The rules include the many Catholic schools that have a government charter.

The “Law to guarantee the rights, equal treatment, and non-discrimination of LGBTI persons and their families in Andalucía” was passed by the socialist majority in the parliament, and seems modeled on a bill that has been under consideration for all of Spain, also introduced by socialists.

More than half of Spain’s autonomous communities (equivalent to states or provinces), now have some LGBT “protection” law, and Madrid’s version contains similar impositions on religious groups.

The Andalucía law prohibits anyone from “repeatedly using degrading expressions for reasons of sexual orientation, sexual identity, or gender expression” in any form of media, including internet social media.

It also requires the government to ensure that the media “adopts, by way of self-regulation, ethical codes that incorporate the respect of equality and the prohibition of discrimination for reasons of sexual orientation and gender identity, whether in informational content or the language used.”

It also establishes that children have a “right” to puberty-blocking drugs, so that they can “avoid the development of secondary sexual characteristics that are undesired.”

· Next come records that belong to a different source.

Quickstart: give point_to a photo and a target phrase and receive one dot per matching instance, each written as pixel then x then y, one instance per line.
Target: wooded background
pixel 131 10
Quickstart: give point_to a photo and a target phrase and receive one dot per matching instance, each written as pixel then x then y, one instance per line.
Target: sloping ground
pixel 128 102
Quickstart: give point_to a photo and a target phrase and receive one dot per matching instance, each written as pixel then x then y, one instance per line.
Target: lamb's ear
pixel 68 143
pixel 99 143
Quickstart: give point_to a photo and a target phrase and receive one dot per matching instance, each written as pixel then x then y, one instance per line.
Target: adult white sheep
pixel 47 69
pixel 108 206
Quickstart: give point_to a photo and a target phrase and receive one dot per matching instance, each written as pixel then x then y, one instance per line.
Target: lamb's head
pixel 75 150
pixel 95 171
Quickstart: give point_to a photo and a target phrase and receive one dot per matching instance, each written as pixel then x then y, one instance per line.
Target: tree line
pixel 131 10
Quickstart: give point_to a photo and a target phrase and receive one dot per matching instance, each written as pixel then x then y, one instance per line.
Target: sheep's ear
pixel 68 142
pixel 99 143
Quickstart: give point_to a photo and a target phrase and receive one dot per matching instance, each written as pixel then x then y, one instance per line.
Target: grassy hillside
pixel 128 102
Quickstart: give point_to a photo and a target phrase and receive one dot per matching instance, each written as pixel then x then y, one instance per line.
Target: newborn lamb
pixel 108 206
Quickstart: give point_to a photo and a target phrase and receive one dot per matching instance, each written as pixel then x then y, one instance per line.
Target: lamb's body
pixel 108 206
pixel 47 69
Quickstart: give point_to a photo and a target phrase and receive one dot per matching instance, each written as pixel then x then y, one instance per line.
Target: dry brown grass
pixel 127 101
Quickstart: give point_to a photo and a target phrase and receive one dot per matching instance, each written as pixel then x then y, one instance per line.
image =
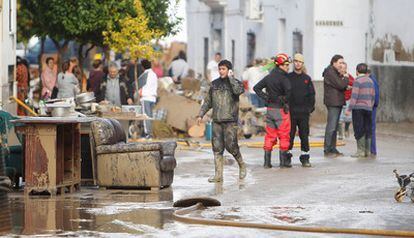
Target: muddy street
pixel 341 192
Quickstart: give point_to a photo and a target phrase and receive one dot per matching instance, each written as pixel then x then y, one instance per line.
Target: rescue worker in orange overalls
pixel 277 94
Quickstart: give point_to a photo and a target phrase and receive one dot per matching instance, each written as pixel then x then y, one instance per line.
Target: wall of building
pixel 396 92
pixel 7 52
pixel 340 28
pixel 198 20
pixel 390 26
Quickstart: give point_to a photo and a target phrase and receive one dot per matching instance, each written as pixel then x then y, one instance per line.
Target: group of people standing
pixel 130 84
pixel 360 96
pixel 290 100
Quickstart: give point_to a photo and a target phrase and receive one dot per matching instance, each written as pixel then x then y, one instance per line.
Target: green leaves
pixel 85 21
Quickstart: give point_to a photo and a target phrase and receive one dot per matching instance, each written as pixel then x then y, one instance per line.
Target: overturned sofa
pixel 130 165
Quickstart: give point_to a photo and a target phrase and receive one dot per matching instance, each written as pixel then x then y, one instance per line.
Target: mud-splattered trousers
pixel 277 127
pixel 225 137
pixel 223 98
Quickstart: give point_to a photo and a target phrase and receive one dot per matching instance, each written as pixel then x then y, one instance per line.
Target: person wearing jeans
pixel 361 104
pixel 335 85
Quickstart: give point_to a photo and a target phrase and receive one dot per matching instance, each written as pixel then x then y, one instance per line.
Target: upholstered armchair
pixel 121 164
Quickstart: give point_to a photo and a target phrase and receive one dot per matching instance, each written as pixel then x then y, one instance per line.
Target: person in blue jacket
pixel 374 114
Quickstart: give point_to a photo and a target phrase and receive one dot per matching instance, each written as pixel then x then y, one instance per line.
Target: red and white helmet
pixel 282 58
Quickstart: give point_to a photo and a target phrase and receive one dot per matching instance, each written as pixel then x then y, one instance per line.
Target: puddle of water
pixel 106 212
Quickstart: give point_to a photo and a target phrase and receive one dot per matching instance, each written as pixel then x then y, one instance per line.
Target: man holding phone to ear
pixel 223 98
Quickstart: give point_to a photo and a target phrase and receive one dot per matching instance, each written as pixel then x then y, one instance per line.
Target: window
pixel 281 33
pixel 251 47
pixel 12 17
pixel 233 51
pixel 297 42
pixel 205 55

The law prevents those who suffer from homosexual attractions or gender confusion from obtaining psychological help, rendering illegal “aversive therapies or any other procedure that involves an attempt at conversion, elimination, or suppression of one’s self-perceived sexual orientation or gender identity.”

According to the new legislation, educational contents must now be “non-binary,” no longer teaching students that there are two sexes. Schools must rather promote the notion of a “right” to be a different sex.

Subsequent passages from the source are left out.